なかなか面白い試みがカナダではされているようですね。特にメディアの側からの視点を学ぶというのが良いですね。またインターネット以外のソースに当たったりカルトや差別主義者の視点に立ち、メディア・リテラシーを学ぶという斬新な教育が行われているのに目から鱗が落ちました。

メディア・リテラシー教育には素晴らしい点が多くありますが、問題点もあります。問題点として以下の3点が挙げられます。

@カナダの教育システム:各学校、さらに教師に任せる授業の裁量が大きい ため、メディア・リテラシーを重視する教師とそうでない教師の間で差が 大きい。

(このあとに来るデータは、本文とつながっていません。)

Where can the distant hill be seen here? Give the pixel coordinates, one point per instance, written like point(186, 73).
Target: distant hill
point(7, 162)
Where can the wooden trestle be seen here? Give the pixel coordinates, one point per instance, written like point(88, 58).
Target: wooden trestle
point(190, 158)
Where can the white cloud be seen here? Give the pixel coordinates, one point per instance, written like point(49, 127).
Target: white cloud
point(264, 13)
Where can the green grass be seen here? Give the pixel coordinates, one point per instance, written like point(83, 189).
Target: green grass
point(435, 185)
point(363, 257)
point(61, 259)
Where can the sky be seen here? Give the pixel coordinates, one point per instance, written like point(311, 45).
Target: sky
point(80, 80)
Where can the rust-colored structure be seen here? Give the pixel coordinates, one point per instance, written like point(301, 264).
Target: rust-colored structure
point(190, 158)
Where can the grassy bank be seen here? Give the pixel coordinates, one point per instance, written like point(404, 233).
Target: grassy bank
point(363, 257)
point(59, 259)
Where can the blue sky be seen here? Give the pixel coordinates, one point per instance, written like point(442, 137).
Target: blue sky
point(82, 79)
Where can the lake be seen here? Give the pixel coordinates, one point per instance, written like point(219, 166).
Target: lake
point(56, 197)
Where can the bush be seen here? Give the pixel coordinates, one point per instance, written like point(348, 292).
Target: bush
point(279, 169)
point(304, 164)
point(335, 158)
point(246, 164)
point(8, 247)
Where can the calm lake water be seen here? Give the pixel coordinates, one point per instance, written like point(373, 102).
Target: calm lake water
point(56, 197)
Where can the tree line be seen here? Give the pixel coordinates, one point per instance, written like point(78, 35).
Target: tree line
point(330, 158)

Aメディア・リテラシーの理解不足による教師の価値観の押し付け。 例)消費文化否定論

B教育費カット、コンピュータなどの実践的な教育重視に伴う授業時間削減。

メディア・リテラシーを適切に教えられる人材がいないようです。

カナダに滞在していた時に思ったのは、消費欲をあまり感じなかった。特に買いたいという衝動にも駆られなかった。カナダというよりカルガリーの文化がスコットランド移民の文化を色濃く反映されていたことにも関係していると思いますが、カナダ人には消費文化否定論を主張される方もちらほらいらっしゃいました。日本はクリスマスやバレンタインデーなど商業主義が全開なのでなかなか日本では商業主義に重きを置いたメディア・リテラシー教育は難しそうです。成功するとすれば、国語教育にメディアリテラシーの要素を取り入れることかもしれません。読書を分析して読むことができ、ニュース記事の分析にも応用ができます。メディアリテラシーが日本にも普及することに貢献できればと思いブログを書きました。